Anche con riferimento a tale quesito deve, tuttavia, evidenziarsi che tale orientamento giurisprudenziale è esplicitamente riferito ai dipendenti delle Amministrazioni statali, per i quali la norma di cui all'art. 18 del d.l. n. 67 del 1997, convertito in legge n. 135/97, prevede espressamente che il rimborso delle spese legali possa essere effettuato "nei limiti riconosciuti congrui dall'Avvocatura dello Stato". La previsione legislativa, infatti, è tale da giustificare pienamente la suddetta interpretazione, contrariamente a quanto previsto dalla normativa regionale citata, secondo cui "...è assicurata l'assistenza legale in ogni stato e grado del giudizio, mediante rimborso, secondo le tariffe ufficiali di tutte le spese sostenute..."; una previsione normativa di così ampia portata non consente quell'interpretazione restrittiva che vincola il rimborso alle valutazioni dell'Avvocatura, consentendo, al contrario, di ritenere sufficiente la vidimazione della parcella da parte del Consiglio dell'Ordine competente, il quale si limiterà a controllare soltanto la conformità alla tariffa professionale, tra i minimi e i massimi (oltre i quali ultimi il rimborso sarebbe illegittimo), essendo assolutamente irrilevante l'ammontare complessivo della spesa. Solo un intervento modificativo della norma regionale consentirebbe una diversa interpretazione circa la necessità del parere dell'Avvocatura dello Stato o, comunque, circa la possibilità di prevedere dei limiti in ordine al quantum rimborsabile, al fine di contenere al massimo erogazioni che gravano sulla finanza regionale.
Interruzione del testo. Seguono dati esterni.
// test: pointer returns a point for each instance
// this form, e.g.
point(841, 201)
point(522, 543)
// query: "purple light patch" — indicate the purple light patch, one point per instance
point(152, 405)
3.3. Infine, circa l'ammissibilità del rimborso laddove l'imputato si sia avvalso di più di un professionista, considerata la complessità della questione, si richiama la pronuncia 27 marzo 2002, n. 1291 del T.A.R. Lombardia - Milano, sez. I, secondo cui "l'ammontare del rimborso delle spese di giudizio sostenute dal dipendente pubblico sottoposto a procedimento penale deve sempre essere limitato alle spese legali ammesse dalla legge; pertanto, consentendo l'art. 96, comma 1, c.p.p. all'imputato di affidare la difesa a non più di due difensori, l'onere relativo non può che essere contenuto entro tale limite ...."; lo stesso limite deve, necessariamente, ritenersi applicabile anche alle ipotesi di rimborso spese legali disciplinate dalla normativa regionale.
Nelle superiori considerazioni è l'avviso dello Scrivente.
* * * *
Si ricorda che, in conformità alla circolare presidenziale 8 settembre 1988, n.16586/66.98.12, trascorsi 90 giorni dalla data di ricevimento del presente parere senza che codesta Amministrazione ne comunichi la riservatezza, lo stesso potrà essere inserito nella banca dati "FONS".